Another of Bomanjee Byramjee Patel's reference volumes must still be mentioned here. In addition to obituaries, Patel also published a volume entirely devoted to Parsi religious buildings and structures (Pārsi Dharmasthaḷo, Muṃbai, 1906). The work collects information related to fire temples, dakhmas, sagḍis, ārāmgāhs, etc., often presenting useful information about the endowments of these structures, the trusts by which they are managed, they way in which they were constructed, and the inscriptions found in the structure (typically in Persian verse). As a source of information about these structures, the work is of great importance for understanding the development of Zoroastrian religious practice alongside burgeoning charitable endowments in the eighteenth and nineteenth centuries.
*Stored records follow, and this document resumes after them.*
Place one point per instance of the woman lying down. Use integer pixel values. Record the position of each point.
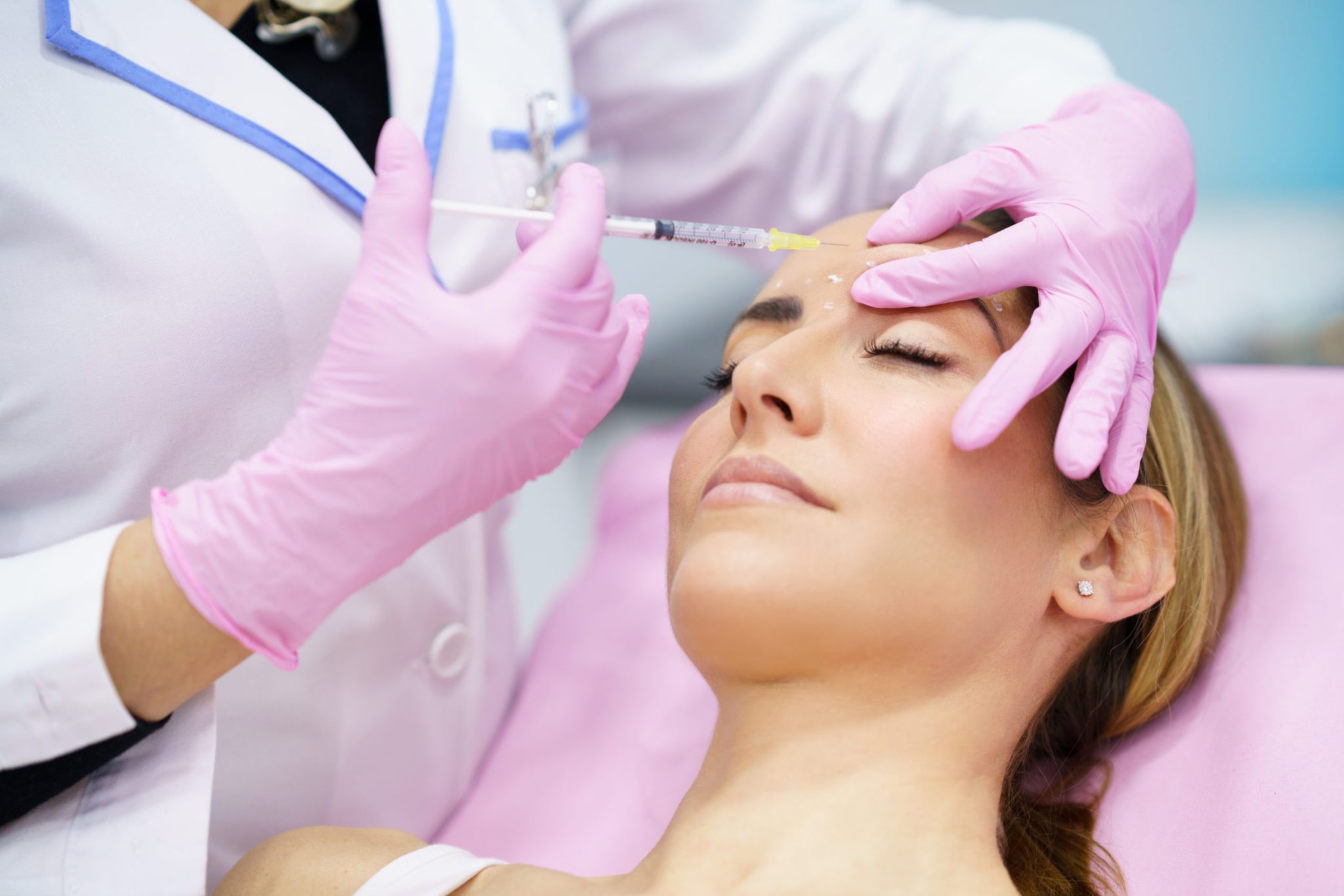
(915, 651)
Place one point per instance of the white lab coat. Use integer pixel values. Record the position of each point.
(165, 288)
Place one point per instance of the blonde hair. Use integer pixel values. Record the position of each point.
(1136, 666)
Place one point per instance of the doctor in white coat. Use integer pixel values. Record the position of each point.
(228, 433)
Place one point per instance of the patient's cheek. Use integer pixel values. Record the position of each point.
(704, 445)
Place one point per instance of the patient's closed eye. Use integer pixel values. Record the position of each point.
(906, 351)
(721, 378)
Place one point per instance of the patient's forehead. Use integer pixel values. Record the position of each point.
(852, 255)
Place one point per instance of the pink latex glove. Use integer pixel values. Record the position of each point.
(1101, 193)
(425, 409)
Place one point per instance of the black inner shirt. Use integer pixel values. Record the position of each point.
(352, 89)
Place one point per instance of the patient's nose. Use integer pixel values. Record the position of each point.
(769, 393)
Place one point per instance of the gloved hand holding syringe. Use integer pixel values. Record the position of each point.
(677, 232)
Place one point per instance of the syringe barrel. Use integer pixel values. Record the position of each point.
(687, 232)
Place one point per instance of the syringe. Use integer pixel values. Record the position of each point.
(677, 232)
Gujarāti Patrakāritvano Itihās

Until his recent passing at the age of 100, Dr. Ratan Rustamji Marshall was considered the doyen of Parsi Gujarati literary history. Marshall's most lasting contribution was his history of Gujarati journalism,
Gujarāti Patrakāritvano Itihās. First published in Surat in 1950 (reprinted with a new preface by Marshall, 2005), Marshall's Itihās outlines the development of the Gujarati newspaper industry from the beginnings to the first issue of the Muṃbai Samācār in 1822 to the developments of the mid-20th century. Marshall explores the connection between developments in the Indian press and Indian nationalism. Thoroughly researched, with references and citations to now virtually impossible-to-locate papers, Marshall's work belongs on the bookshelf of all those who work on the Parsi and Gujarati-speaking communities in the 19th and 20th centuries.
  • For a recent tribute to Marshall's work, see the write-up on Urviś Koṭhāri's Gujarati World blog.